I interrupted her hysteria. "It's okay, I understand."
That was a lie. I didn't get her cutting at all. She'd done it sporadically, ever since the accident, and it scared me each time. She'd try to explain it to me, how she didn't want to die - she just needed to get it out somehow. She felt so much emotionally, she would say that a physical outlet - physical pain - was the only way to make the internal pain go away. It was the only way she could control it.
"Why is this happening?" she cried into her pillow. "Why am I a freak?"
"You aren't a freak."
"No one else has this happen to them. No one else does magic like I can."
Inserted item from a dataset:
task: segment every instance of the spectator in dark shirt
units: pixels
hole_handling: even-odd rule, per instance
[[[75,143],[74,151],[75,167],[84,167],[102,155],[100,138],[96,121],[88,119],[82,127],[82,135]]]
"Did you try to do magic?" No answer. "Liss? Did you try to heal the rabbit?"
"I reached out, just to see if I could maybe fix it, but there was just too much blood...I couldn't."
The more she uses it, the worse it'll get. Stop her, Rose.
Lissa was right. Moroi magic could conjure fire and water, move rocks and other pieces of earth. But no one could heal or bring animals back from the dead. No one except Ms. Karp.
Stop her before they notice, before they notice and take her away too. Get her out of here.
I hated carrying this secret, mostly because I didn't know what to do about it. I didn't like feeling powerless. I needed to protect her from this - and from herself. And yet, at the same time, I needed to protect her from them, too.
"We should go," I said abruptly. "We're going to leave."
"Rose - "
"It's happening again. And it's worse. Worse than last time."
"You're afraid of the note."
"I'm not afraid of any note. But this place isn't safe."
I suddenly longed for Portland again. It might be dirtier and more crowded than the rugged Montana landscape, but at least you knew what to expect - not like here. Here at the Academy, past and present warred with each other. It might have its beautiful old walls and gardens, but inside, modern things were creeping in. People didn't know how to handle that. It was just like the Moroi themselves. Their archaic royal families still held the power on the surface, but people were growing discontent. Dhampirs who wanted more to their lives. Moroi like Christian who wanted to fight the Strigoi. The royals still clung to their traditions, still touted their power over everyone else, just as the Academy's elaborate iron gates put on a show of tradition and invincibility.